東の魔女altruism

 突然、蛍光灯の灯りがついた。

 すらりとした少女は、迷いない足取りで六畳間にあがりこむと黄ばんだカーテンをおおげさに開けはなった。

 窓の外はあいにくの雨だ。鮮やかな傘を持つ少女たちが、肩を寄せ合い校門をくぐっていく。
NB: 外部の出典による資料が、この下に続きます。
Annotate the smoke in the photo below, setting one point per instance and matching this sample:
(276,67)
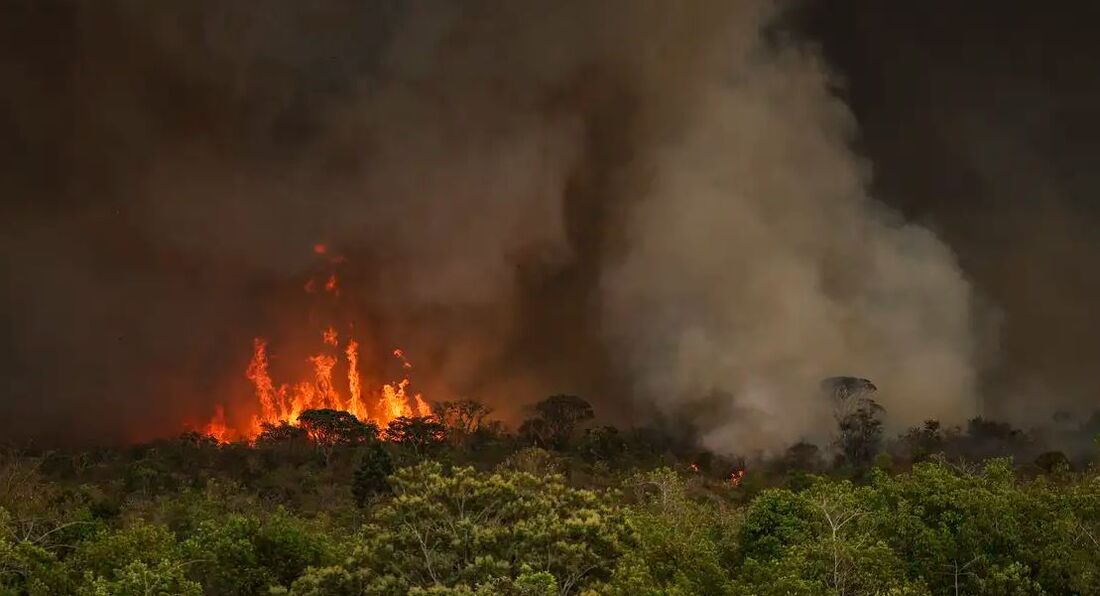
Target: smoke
(651,205)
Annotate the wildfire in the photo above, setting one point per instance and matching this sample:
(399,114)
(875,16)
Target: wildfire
(283,403)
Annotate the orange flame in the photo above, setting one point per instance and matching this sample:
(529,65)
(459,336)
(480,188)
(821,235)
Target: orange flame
(284,403)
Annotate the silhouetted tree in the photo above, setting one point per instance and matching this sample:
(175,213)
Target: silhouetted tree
(602,444)
(1053,462)
(329,429)
(860,433)
(422,433)
(279,433)
(372,474)
(556,421)
(803,456)
(919,443)
(462,418)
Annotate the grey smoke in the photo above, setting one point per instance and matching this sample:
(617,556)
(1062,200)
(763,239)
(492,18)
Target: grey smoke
(652,205)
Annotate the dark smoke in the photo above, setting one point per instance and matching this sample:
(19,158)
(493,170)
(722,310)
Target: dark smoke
(655,206)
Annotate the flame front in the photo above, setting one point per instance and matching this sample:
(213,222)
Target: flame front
(284,403)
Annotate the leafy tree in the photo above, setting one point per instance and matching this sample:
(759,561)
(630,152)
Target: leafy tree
(372,474)
(682,547)
(1053,462)
(98,559)
(422,434)
(536,461)
(140,578)
(468,529)
(920,443)
(244,553)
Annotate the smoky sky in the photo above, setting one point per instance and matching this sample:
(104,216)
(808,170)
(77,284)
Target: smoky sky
(543,197)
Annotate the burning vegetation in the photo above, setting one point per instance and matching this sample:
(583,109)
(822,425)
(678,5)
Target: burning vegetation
(333,381)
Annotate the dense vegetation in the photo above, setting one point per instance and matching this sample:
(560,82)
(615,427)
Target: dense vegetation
(452,505)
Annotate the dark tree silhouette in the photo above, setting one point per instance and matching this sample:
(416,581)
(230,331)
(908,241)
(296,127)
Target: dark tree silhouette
(371,479)
(556,420)
(860,437)
(329,429)
(462,418)
(422,433)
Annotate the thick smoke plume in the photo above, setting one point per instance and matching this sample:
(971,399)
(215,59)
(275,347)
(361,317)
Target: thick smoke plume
(652,205)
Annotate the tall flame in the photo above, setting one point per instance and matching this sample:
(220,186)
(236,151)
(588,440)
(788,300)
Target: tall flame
(284,403)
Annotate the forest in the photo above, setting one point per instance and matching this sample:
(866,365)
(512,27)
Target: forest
(455,504)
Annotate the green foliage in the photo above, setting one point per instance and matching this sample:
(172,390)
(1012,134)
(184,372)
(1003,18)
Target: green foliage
(465,529)
(187,516)
(682,545)
(372,474)
(139,578)
(248,554)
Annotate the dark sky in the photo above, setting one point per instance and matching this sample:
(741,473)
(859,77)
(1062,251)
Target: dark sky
(980,120)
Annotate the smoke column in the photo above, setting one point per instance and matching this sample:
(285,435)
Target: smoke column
(651,205)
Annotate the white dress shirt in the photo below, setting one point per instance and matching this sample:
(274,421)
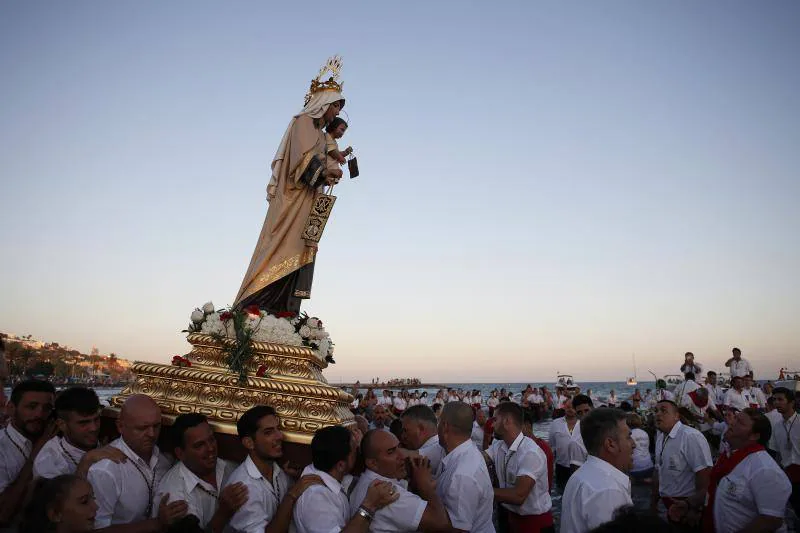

壁掛けの時計は、七時四十五分を指していた。

「夏生、いつから寮生になったわけ」

 二段ベッドの下で、がらがら声が言った。

「いまだけ見逃して――りっちゃん、今日も休み?」

 夏生は眉をひそめてベッドの柵に腰かけた。木の軋む音に丸まった布団は驚いたようにはねたが、結局背を向けたままだった。

「熱があるの」
「しばらく水分を取らなかったら熱が出るんだってね。どこでそんな知恵をつけてくるやら――そんなに学校、行きたくない?」
「……わかってるなら聞かないで」
「でも、今日は修学旅行のグループ決めがあるじゃない。友だち、困るよ」
「そんなのいない」

 リツはようやく布団から顔を出して夏生をにらみつけた。

 ほっそりして美しい輪郭に、たれ目がちの瞳、艶やかな唇。うなじを隠すほどのショートカットは、水泳のせいで色素が抜けている。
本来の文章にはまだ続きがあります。